Apex Institute of Technology, Chandigarh University, Mohali 140413, Punjab, India.
Department of Media and Educational Informatics, Faculty of Informatics, Eötvös Loránd University, 1053 Budapest, Hungary.
Sensors (Basel). 2021 Oct 1;21(19):6584. doi: 10.3390/s21196584.

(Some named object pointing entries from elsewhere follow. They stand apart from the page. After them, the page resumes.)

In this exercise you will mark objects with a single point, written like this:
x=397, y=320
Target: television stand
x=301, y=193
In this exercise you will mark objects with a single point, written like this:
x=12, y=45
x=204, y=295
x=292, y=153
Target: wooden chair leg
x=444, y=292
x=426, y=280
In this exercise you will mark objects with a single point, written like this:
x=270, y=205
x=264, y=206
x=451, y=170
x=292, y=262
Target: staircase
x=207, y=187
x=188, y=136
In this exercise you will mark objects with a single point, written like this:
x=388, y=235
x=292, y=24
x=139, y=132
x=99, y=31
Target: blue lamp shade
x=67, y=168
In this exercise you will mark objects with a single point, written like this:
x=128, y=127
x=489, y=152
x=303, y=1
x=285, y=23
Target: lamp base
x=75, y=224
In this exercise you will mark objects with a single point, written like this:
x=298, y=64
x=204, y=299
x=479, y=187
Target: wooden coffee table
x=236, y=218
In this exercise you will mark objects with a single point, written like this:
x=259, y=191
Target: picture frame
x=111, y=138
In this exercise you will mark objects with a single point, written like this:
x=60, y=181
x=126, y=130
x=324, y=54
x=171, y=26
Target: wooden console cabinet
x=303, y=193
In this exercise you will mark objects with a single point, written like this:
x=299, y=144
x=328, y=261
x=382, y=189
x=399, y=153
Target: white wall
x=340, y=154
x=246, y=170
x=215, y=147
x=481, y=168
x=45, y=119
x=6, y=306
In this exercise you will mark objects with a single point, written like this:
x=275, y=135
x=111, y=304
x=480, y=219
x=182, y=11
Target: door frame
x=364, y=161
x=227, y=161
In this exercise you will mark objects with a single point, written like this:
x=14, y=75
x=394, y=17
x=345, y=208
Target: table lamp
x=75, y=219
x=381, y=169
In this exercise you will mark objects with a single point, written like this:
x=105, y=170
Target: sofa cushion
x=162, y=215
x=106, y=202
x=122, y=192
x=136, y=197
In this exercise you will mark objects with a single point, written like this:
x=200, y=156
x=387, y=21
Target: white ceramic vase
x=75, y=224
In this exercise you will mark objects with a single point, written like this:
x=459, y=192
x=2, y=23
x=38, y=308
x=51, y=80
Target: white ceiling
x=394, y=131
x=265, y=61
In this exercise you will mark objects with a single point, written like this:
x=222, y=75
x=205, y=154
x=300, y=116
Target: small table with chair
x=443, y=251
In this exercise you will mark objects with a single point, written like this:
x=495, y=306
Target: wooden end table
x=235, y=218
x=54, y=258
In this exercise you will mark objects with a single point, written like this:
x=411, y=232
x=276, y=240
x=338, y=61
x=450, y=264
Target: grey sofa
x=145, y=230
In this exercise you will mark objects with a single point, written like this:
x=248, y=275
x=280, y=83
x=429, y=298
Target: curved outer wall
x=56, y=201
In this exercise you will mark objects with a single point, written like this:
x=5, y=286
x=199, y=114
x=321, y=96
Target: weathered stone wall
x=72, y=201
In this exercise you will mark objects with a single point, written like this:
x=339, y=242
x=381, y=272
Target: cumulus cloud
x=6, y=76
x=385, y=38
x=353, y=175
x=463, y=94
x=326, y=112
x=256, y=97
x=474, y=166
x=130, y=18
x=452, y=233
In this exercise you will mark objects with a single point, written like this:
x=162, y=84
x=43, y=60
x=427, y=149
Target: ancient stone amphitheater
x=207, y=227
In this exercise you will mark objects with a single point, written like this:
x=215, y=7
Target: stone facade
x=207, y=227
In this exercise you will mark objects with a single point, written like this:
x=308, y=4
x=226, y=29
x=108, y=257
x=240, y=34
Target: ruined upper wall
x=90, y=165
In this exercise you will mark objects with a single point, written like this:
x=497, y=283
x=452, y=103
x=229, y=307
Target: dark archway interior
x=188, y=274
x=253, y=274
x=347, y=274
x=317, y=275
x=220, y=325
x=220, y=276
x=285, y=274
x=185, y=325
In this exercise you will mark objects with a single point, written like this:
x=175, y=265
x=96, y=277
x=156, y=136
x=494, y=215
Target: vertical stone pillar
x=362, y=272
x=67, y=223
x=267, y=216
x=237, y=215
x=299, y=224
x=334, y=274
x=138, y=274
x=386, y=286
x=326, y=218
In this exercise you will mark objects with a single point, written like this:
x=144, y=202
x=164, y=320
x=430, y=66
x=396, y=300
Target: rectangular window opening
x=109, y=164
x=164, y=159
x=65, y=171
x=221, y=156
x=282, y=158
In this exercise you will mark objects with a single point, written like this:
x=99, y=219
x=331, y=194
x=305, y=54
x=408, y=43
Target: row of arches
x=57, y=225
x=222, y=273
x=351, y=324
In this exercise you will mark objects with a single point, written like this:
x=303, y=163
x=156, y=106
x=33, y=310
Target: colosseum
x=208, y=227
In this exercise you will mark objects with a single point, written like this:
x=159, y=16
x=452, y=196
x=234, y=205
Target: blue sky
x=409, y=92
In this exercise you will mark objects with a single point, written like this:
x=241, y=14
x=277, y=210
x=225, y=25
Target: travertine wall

The incidence of cardiovascular diseases and cardiovascular burden (the number of deaths) are continuously rising worldwide. Heart disease leads to heart failure (HF) in affected patients. Therefore any additional aid to current medical support systems is crucial for the clinician to forecast the survival status for these patients. The collaborative use of machine learning and IoT devices has become very important in today's intelligent healthcare systems. This paper presents a Public Key Infrastructure (PKI) secured IoT enabled framework entitled Cardiac Diagnostic Feature and Demographic Identification (CDF-DI) systems with significant Models that recognize several Cardiac disease features related to HF. To achieve this goal, we used statistical and machine learning techniques to analyze the Cardiac secondary dataset. The Elevated Serum Creatinine (SC) levels and Serum Sodium (SS) could cause renal problems and are well established in HF patients. The Mann Whitney U test found that SC and SS levels affected the survival status of patients ( < 0.05). Anemia, diabetes, and BP features had no significant impact on the SS and SC level in the patient ( > 0.05). The Cox regression model also found a significant association of age group with the survival status using follow-up months. Furthermore, the present study also proposed important features of Cardiac disease that identified the patient's survival status, age group, and gender. The most prominent algorithm was the Random Forest (RF) suggesting five key features to determine the survival status of the patient with an accuracy of 96%: Follow-up months, SC, Ejection Fraction (EF), Creatinine Phosphokinase (CPK), and platelets. Additionally, the RF selected five prominent features (smoking habits, CPK, platelets, follow-up month, and SC) in recognition of gender with an accuracy of 94%. Moreover, the five vital features such as CPK, SC, follow-up month, platelets, and EF were found to be significant predictors for the patient's age group with an accuracy of 96%. The Kaplan Meier plot revealed that mortality was high in the extremely old age group (χ2 (1) = 8.565). The recommended features have possible effects on clinical practice and would be supportive aid to the existing medical support system to identify the possibility of the survival status of the heart patient. The doctor should primarily concentrate on the follow-up month, SC, EF, CPK, and platelet count for the patient's survival in the situation.
心血管疾病的发病率和心血管负担(死亡人数)在全球范围内持续上升。心脏病导致受影响患者出现心力衰竭(HF)。因此,任何对当前医疗支持系统的额外帮助对临床医生预测这些患者的生存状况都至关重要。机器学习和物联网设备的协作使用在当今的智能医疗保健系统中变得非常重要。本文提出了一个基于公钥基础设施(PKI)的安全物联网框架,名为心脏诊断特征和人口统计识别(CDF-DI)系统,该系统具有显著的模型,可以识别与 HF 相关的多种心脏疾病特征。为了实现这一目标,我们使用统计和机器学习技术来分析心脏二次数据集。升高的血清肌酐(SC)水平和血清钠(SS)可能导致肾脏问题,并且在 HF 患者中已经确立。Mann-Whitney U 检验发现,SC 和 SS 水平影响患者的生存状态(<0.05)。贫血、糖尿病和 BP 特征对患者的 SS 和 SC 水平没有显著影响(>0.05)。Cox 回归模型也发现年龄组与使用随访月的生存状态之间存在显著关联。此外,本研究还提出了心脏疾病的重要特征,这些特征确定了患者的生存状态、年龄组和性别。最突出的算法是随机森林(RF),它提出了五个关键特征来确定患者的生存状态,准确率为 96%:随访月、SC、射血分数(EF)、肌酸磷酸激酶(CPK)和血小板。此外,RF 选择了五个突出特征(吸烟习惯、CPK、血小板、随访月和 SC)来识别性别,准确率为 94%。此外,CPK、SC、随访月、血小板和 EF 等五个重要特征被发现是患者年龄组的重要预测因素,准确率为 96%。Kaplan-Meier 图显示,极高年龄组的死亡率很高(χ2(1)=8.565)。建议的特征可能对临床实践产生影响,并为现有医疗支持系统提供支持,以识别心脏病患者的生存状况的可能性。医生应主要关注患者的随访月、SC、EF、CPK 和血小板计数,以确保患者的生存。